IT'S something that you wouldn’t expect climate and environmental activists to be doing – ripping up young trees. But that’s exactly what these ‘masked’ warriors were doing in Leitrim this week. They’ve had enough of asking the government to do the right thing. As Greta Thurnberg would say, it’s time for action.

And if you’re not going to take action to save the planet itself, then when are you?
The Irish government ticks the box for planting forests as demanded by Brussels. But these forests can’t be enjoyed by you and me and the people living beside them, magical places like Colin Glen that you can walk through on a summer’s day and enjoy the wildflowers, birds and butterflies.

No, these forests are planted in much the same way that wheat or barley are planted. Except that instead of waiting until autumn to reap the crop, you have to wait 25 years for this forest ‘crop’ to mature.

The trees that enable the Irish government to ‘fulfil’ their biodiversity obligations are sitka spruce – the largest species of spruce in the world. In its native habitat on the west coast of Canada and America, it can grow for 700 years and wildlife thrives on it. In Ireland, planted methodically like columns of marching soldiers, it creates a dead zone where nothing else lives.

When it was introduced into Europe, it soon outgrew the native trees – in Norway the sitka grew 25 per cent faster than the native variety. In Ireland, our incessant rain helps it sprout at record speeds.

Massive international pension schemes buy up parcels of Irish land and plant them with sitka, knowing that in 25 years their investment is guaranteed. The community living alongside these forests is so far away that the companies will never hear their concerns, even if they shout at the top of their voices.

Leitrim is one such place. The county below Donegal was once packed with people – almost 150,000 before the Great Famine. Today, just 35,000 people live there. 
This county is ripe for growth – but not the kind the locals want to see. Sitka spruce has been planted everywhere. Many picturesque cottages on hillsides and glens are now surrounded by towering, foreboding forests that even the midsummer sun can’t penetrate. They are as biodiverse as a black hole in the cosmos. 

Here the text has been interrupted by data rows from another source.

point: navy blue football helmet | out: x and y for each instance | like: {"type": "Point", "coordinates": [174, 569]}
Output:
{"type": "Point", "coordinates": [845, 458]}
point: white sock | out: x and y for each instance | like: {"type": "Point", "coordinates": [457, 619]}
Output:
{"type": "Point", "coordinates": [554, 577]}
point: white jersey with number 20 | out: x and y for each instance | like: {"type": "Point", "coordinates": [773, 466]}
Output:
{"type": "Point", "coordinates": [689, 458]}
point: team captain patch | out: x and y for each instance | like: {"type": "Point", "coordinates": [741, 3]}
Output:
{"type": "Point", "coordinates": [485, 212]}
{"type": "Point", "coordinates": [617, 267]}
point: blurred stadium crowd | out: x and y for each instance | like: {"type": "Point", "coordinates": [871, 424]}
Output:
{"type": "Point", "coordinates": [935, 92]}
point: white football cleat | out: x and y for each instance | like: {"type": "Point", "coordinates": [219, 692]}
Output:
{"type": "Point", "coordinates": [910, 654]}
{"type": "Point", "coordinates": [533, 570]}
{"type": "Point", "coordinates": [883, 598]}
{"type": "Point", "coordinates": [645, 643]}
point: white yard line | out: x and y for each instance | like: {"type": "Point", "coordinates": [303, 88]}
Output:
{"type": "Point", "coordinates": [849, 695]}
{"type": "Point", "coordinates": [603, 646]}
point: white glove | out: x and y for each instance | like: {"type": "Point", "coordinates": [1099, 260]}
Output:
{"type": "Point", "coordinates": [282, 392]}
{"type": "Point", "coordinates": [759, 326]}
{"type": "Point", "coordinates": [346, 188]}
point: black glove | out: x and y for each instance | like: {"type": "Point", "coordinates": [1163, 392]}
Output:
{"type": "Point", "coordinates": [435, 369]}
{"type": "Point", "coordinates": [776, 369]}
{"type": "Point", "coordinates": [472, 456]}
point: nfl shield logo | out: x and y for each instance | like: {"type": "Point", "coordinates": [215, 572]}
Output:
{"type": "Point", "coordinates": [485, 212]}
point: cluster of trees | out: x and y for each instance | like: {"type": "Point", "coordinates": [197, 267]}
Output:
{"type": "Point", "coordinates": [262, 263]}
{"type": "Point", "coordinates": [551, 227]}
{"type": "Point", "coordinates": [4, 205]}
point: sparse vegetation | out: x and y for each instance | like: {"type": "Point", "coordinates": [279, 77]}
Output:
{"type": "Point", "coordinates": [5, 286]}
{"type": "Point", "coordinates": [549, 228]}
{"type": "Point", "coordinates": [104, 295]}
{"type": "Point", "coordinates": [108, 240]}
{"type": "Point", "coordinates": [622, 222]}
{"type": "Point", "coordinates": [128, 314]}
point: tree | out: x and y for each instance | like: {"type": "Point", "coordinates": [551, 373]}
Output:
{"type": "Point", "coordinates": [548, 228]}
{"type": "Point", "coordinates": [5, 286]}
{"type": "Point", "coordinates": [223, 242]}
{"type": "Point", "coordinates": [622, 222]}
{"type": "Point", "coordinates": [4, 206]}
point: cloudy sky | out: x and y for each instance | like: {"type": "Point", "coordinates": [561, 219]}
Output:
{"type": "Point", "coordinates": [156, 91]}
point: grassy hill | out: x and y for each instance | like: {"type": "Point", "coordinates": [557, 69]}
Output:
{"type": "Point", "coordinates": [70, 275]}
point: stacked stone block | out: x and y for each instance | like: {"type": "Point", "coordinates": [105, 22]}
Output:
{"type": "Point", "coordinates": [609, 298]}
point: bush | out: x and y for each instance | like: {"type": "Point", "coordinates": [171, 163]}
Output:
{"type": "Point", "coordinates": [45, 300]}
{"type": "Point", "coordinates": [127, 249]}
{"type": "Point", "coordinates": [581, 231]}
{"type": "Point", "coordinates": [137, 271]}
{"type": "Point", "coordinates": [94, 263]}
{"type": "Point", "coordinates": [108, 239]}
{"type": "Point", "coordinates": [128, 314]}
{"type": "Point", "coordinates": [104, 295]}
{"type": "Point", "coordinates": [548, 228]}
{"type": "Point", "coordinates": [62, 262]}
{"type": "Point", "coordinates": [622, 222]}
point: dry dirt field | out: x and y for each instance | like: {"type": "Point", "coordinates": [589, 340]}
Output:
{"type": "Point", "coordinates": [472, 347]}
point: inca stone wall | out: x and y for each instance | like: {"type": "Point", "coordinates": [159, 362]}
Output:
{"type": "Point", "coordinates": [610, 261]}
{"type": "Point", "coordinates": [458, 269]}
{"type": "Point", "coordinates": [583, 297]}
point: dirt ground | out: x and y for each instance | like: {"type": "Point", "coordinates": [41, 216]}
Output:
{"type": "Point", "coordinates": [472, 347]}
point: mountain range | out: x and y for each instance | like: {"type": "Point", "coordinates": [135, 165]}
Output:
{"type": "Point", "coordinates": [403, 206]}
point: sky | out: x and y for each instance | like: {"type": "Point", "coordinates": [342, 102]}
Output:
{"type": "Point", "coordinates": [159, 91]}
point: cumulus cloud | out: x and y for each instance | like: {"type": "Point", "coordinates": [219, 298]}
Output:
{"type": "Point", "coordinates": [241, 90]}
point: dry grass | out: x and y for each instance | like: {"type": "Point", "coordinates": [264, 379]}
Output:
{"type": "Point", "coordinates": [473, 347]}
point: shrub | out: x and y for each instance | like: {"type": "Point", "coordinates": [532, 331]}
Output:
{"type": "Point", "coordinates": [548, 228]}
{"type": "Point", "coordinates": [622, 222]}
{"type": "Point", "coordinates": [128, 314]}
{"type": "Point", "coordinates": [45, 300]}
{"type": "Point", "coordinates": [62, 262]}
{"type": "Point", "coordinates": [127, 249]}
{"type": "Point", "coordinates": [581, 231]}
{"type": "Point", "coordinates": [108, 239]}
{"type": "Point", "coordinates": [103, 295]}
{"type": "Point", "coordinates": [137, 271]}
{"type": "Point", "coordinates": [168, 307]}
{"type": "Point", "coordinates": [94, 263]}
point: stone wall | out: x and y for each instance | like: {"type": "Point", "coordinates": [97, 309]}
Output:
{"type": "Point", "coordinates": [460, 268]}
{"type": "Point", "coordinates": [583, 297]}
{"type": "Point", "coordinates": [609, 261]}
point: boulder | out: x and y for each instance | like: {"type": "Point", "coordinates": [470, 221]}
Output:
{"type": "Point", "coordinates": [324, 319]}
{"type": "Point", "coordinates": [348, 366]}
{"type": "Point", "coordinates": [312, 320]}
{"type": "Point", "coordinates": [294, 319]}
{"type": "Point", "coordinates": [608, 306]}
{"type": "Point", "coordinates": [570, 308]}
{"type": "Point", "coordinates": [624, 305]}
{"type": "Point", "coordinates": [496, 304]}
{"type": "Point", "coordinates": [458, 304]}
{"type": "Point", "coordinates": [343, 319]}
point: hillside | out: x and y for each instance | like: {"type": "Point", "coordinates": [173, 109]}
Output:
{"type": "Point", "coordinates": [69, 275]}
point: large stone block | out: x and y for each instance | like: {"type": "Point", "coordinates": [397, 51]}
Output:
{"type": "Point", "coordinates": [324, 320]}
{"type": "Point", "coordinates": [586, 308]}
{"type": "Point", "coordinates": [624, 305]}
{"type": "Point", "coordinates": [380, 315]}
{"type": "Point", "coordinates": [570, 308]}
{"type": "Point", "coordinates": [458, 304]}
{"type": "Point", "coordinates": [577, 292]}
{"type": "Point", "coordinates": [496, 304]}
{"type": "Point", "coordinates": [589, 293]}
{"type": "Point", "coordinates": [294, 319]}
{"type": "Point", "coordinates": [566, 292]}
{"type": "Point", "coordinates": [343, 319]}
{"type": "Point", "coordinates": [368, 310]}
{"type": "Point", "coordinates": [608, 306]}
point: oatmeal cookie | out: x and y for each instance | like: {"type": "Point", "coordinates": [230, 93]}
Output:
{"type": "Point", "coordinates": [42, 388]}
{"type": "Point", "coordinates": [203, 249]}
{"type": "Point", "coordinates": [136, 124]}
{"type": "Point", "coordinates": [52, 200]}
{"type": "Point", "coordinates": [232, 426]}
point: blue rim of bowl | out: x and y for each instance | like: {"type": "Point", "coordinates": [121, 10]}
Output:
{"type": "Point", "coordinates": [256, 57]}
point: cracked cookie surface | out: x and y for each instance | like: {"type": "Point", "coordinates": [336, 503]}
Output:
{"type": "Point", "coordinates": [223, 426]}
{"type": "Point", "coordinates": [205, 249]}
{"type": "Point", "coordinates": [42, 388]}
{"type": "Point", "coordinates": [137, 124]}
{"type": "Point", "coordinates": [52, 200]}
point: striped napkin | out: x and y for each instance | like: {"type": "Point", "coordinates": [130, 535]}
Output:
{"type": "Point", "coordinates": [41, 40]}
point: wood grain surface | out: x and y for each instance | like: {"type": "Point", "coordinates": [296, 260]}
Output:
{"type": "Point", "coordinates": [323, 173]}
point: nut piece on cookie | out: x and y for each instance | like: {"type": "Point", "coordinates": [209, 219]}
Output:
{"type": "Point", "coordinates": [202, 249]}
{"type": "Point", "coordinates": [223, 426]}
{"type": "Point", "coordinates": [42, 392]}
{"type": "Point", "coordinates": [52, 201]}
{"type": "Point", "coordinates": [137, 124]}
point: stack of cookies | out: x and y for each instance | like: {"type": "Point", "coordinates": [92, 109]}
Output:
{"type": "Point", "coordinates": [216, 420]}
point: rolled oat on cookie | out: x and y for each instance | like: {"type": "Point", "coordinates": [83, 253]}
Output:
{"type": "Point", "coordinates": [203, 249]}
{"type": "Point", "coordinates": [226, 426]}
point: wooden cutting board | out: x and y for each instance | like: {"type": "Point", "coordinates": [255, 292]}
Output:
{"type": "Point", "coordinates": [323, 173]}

The Irish government says it’s fulfilling Europe’s biodiversity demands and that the country now has 11 per cent forest cover – still dwarfed by Europe’s 40 per cent. It sounds like a promising start – but when you take away sitka spruce and other similar fast-growing conifers, you’re actually left with less than two per cent native forest.
On either side of the border, when governments announce another “million” trees will be planted, it pays to look out for the small print. It might win them a good headline in a newspaper, but experts and environmentalists are slowly discovering the truth. 
Rewilder Eoghan Daltun sees through the Irish government’s pledge to plant 440 million trees by 2040, pointing out that 70 per cent of them will be sitka or similar species.

“It’s a totally non-natural thing to have a monoculture of any species of trees. Plus they are not wild trees, they are going to be planted in rows,” he says.

Leitrim is perhaps the worst hit, he says.

“I have a friend who lives in the middle of one of them and he says it is absolutely awful. His place is almost like being on an island surrounded by these walls of trees, dead zones.” 

And that’s what brought 150 climate activists to a government plantation on a Leitrim hillside this week. Dressed as Straw Boys in traditional costume, they uprooted hundreds of sitka spruce saplings recently planted on an old bog. 

They want native Irish forests planted and managed by the local community – something that will help absorb carbon and be enjoyed by wildlife. 

Love Leitrim organiser Jamie Murphy said: "Now, more than ever, we need to challenge the system that is resulting in mass non-native forestry plantations, continued expansion of energy sapping data centres and carbon heavy extractive industries like mining.

"These types of industries have no role to play in creating a safe and sustainable future for anyone.”

It’s beyond doubt that these rural communities are right. It’s just that in many parts of Ireland, money trumps everything. 

Emeritus Professor of the Geography Department at Maynooth University John Sweeney says: “The present forestry model grows the wrong trees in the wrong places. We must not sacrifice biodiversity in western Ireland to provide sitka spruce plantations to enable biodiversity destruction on intensive dairy farms in eastern Ireland.”

Leitrim might be the most famous case of a seemingly powerless community being environmentally abused, but, of course, similar things are happening closer to home. All around the outskirts of Belfast, sitka plantations are at various stages of growth. Next time Dúlra sees a sapling, he’s following Leitrim’s example and pulling it out.
If you’ve seen or photographed anything interesting, or have any nature questions, you can text Dúlra on 07801 414804. 

Reader Marie Lynch (81) reports having a great spotted woodpecker in her Springfield Park garden for the second year in a row. Birdwatcher Marie is blessed to have a river and wooded area behind her Springfield Park home – and packs her feeders with peanuts to attract them. Dúlra is doing the same – but he mustn’t have Marie’s touch because he’s yet to see one!